November 3, 2017

Why do I want to go places? And why do I want those journeys to mean more than sight-seeing and photo-taking and exotic-stuff-purchasing? And why use the word “journey,” instead of some more eloquent, literary-sounding, word — “sojourn,” “expedition,” “excursion,” even the more perky “jaunt”?

journey  |ˈjərnē|
noun    (plural journeys)
an act of traveling from one place to another: she went on a long journey
                            a long and often difficult process of personal change and
development: her spiritual journey towards Roman Catholicism
I was excited with my character’s journey in the film.⌋

verb (journeys, journeyed) [no object]
travel somewhere: they journeyed south

journeyer    noun

As a journeyer, I travel from one place to another with the purpose of personal change and development. Or, at least, I seek to see the world in new ways, and, crucially, I seek to see myself in new ways, which a drastic change of scene can facilitate.

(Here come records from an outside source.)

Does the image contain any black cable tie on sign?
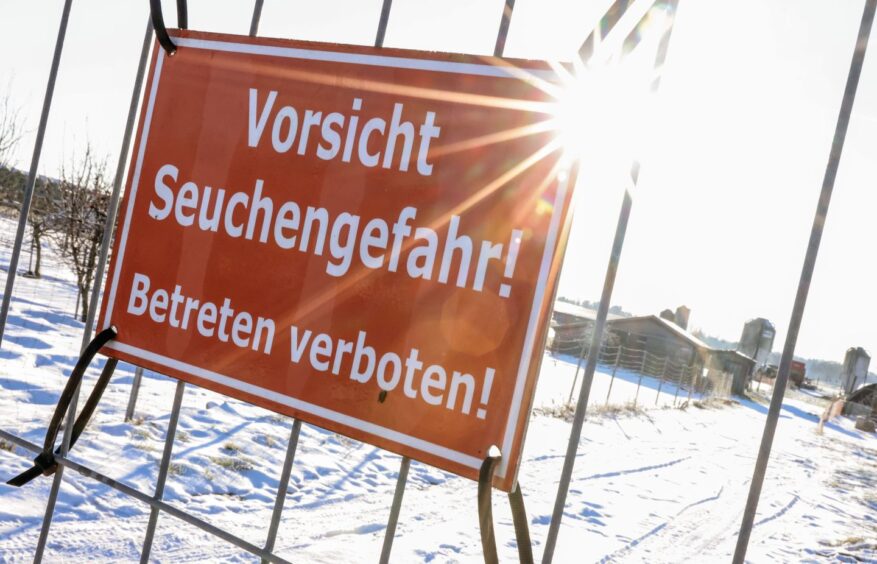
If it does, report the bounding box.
[6,327,119,487]
[478,447,533,564]
[177,0,189,29]
[149,0,189,56]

What about “being” and not “doing” (I sometimes think I might throw up if I hear one more Super Spiritual Person say, in a particular tone of voice, that we are “human beings, not human doings”)? Yep, there’s something to that: the fully realized person, the one who has Awakened (whatever that means), probably doesn’t have an urge to go someplace else. They might be so enlightened that sitting in a smelly subway means as much as sitting on a mountaintop. Good for them. I’m not there yet, wherever “there” is, and maybe they aren’t either.

So. India again. My first sojourn there (see? I can use more lovely terms when referring to one particular journey), in January 2017, gave me a taste of south India. I went with a group from Journeys to the East, a group of mostly Fourth Way students of teacher John Bennett‘s approach to G. I. Gurdjieff‘s teachings, and we saw many temples (to say the least: there are lots and lots of temples in India, and I’m pretty sure we saw all of them! I was excited about temples, but by the end I was experiencing temple overload), as well as a few ashrams.

This time I will go with my sister Ellen; more intimidating because we won’t be in the protective cocoon of a travel group, with all the logistics handled by someone else. That trip required surrender to group dynamics and group togetherness, far beyond my comfort level (especially the constant expectation of group participation). This trip will require surrender to uncertainty, flexibility, even peril.

The first peril? Getting visas. Talk about uncertain and grueling! Last year I got my visa on the very last possible day. So I think we should start now!